Avrupa’nın yürüdüğü ip cambazlığı Almanya, Fransa ve diğer kilit ittifak üyelerinde sergileniyor. Burada daha fazla silah satın almak için sosyal harcamaları azaltmak sosyal şikayetleri derinleştirecek ve bu da aşırı siyasi partilere olası bir hediye olacak.
Bunlar arasında Almanya’da Moskova’ya sempati duyan aşırı sağ ve aşırı sol bloklar da var ve bu ay üç eyalet seçiminde oyların yüzde 40’ından fazlasını kazandılar, en son Pazar günü Brandenburg’da. Stratejilerinin bir parçası da Ukrayna ordusuna ve Ukraynalı mültecilere yönelik Alman yardımına yönelik büyüyen kızgınlığı silahlandırmaktı.
Refah ve silah gerginliğinin yoğunlaşması muhtemeldir. NATO, GSYİH’nin %2’si düzeyindeki savunma harcaması asgarisini teyit etmiş olsa da, üst düzey ittifak yetkilileri özel olarak bu kılavuzun modası geçmiş olduğunu kabul ediyorlar. NATO’nun Avrupa’yı savunmaya yönelik kendi planı – Avrupa’daki müttefiklerin en yüksek komutanı olan ABD General Christopher G. Cavoli tarafından tasarlanan ayrıntılı savaş planları – üye devletlerin savunmaya GSYİH’nin %3’ü civarında harcama yapmasını gerektirecektir, diyorlar.
Ancak ittifakın üye devletlerinin neredeyse hiçbiri bu askeri harcama seviyesine yakın değil, NATO’nun toplam savunma harcamalarının üçte ikisini oluşturan ABD ve Rusya’ya en yakın en savunmasız ülkeler, özellikle Polonya ve Baltık cumhuriyetleri hariç.

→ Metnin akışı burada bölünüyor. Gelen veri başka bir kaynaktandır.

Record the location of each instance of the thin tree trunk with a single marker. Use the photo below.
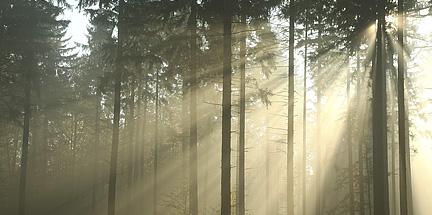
(184, 139)
(241, 196)
(350, 146)
(318, 141)
(304, 124)
(403, 155)
(26, 133)
(156, 144)
(193, 170)
(96, 150)
(380, 169)
(116, 123)
(226, 113)
(290, 147)
(143, 143)
(360, 136)
(130, 147)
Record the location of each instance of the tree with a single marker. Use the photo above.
(380, 169)
(226, 111)
(193, 115)
(290, 138)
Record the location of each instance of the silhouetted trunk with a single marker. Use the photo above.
(290, 147)
(404, 155)
(226, 112)
(241, 191)
(304, 124)
(193, 169)
(26, 133)
(360, 139)
(268, 172)
(144, 194)
(318, 140)
(184, 139)
(116, 121)
(130, 147)
(350, 147)
(96, 150)
(156, 145)
(379, 126)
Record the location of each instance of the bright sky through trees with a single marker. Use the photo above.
(195, 107)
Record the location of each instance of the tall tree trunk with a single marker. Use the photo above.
(184, 139)
(379, 126)
(156, 145)
(404, 155)
(241, 191)
(226, 113)
(318, 140)
(193, 170)
(290, 147)
(350, 146)
(130, 146)
(116, 123)
(268, 171)
(360, 139)
(26, 133)
(95, 152)
(304, 124)
(143, 143)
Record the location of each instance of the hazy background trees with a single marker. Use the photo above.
(215, 107)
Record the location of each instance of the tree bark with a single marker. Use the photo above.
(193, 170)
(360, 139)
(26, 133)
(116, 123)
(130, 146)
(350, 146)
(379, 126)
(241, 191)
(156, 145)
(290, 147)
(95, 153)
(226, 112)
(304, 193)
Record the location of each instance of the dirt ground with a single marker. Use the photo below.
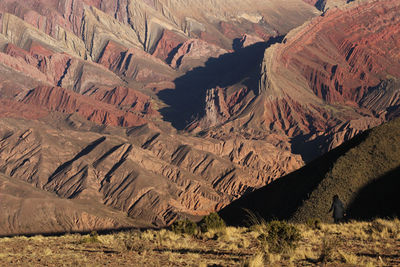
(374, 243)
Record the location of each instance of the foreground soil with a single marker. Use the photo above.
(375, 243)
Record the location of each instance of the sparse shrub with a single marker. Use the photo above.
(130, 241)
(212, 221)
(314, 223)
(328, 250)
(279, 237)
(92, 238)
(349, 258)
(184, 227)
(255, 261)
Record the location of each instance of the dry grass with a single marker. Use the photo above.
(375, 243)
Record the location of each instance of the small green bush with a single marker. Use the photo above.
(279, 237)
(184, 227)
(212, 221)
(314, 223)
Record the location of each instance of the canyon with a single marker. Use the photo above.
(131, 113)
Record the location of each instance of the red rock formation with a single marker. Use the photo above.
(134, 64)
(195, 53)
(168, 42)
(59, 99)
(363, 50)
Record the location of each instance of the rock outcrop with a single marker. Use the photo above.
(165, 109)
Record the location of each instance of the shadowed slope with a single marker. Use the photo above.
(352, 171)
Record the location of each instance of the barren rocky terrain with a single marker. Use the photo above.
(137, 113)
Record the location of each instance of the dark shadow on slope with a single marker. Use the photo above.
(310, 149)
(379, 199)
(282, 198)
(187, 100)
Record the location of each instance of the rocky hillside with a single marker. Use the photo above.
(168, 109)
(364, 172)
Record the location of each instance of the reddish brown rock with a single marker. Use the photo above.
(167, 45)
(59, 99)
(195, 53)
(134, 64)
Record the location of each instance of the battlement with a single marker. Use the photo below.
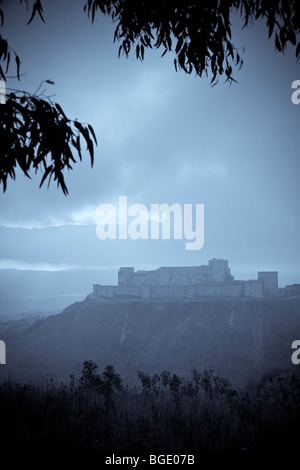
(191, 282)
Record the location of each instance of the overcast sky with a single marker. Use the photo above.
(164, 137)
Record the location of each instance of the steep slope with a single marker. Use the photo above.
(240, 339)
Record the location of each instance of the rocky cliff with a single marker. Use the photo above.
(241, 339)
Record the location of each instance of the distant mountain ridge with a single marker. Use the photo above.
(240, 339)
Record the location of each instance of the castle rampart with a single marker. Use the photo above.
(190, 282)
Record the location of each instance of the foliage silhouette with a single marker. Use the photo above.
(200, 413)
(35, 132)
(199, 33)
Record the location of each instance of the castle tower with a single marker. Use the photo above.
(220, 270)
(125, 276)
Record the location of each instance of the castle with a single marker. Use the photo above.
(190, 282)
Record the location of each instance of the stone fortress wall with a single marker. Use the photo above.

Ve yakın zamanda NATO’nun harcama eşiğini karşılayan birçok devlet, ittifakın en yeni üyesi, uzun süredir tarafsız bir ülke olan İsveç de dahil olmak üzere savaşa hazırlıksız kalmaya devam ediyor. “Bu tutum için İsveççe bir ifade var: fredsskadad, ‘barış zarar gördü’ – İsveç’in iki yüzyıllık barışının vatandaşlarını daha acımasız bir gerçekliğe hazırlıksız bıraktığı fikri,” diye yazdı İsveçli Amerikalı gazeteci Martin Gelin bu yıl Guardian’da.
Mesele Trump’ın haklı olması değil. Daha iyi bir referans, 20. yüzyılın önde gelen pasifistlerinden biri olan Albert Einstein’dır. Basit bir gerçeği doğruladı: yalnızca organize güç, organize güce karşı koyabilir. Avrupa’nın çok ihtiyaç duyduğu ve şu anda yoksun olduğu şey, çok geç olmadan bu iddiayı güvenilir bir şekilde ortaya koyabilen büyük liderlerdir.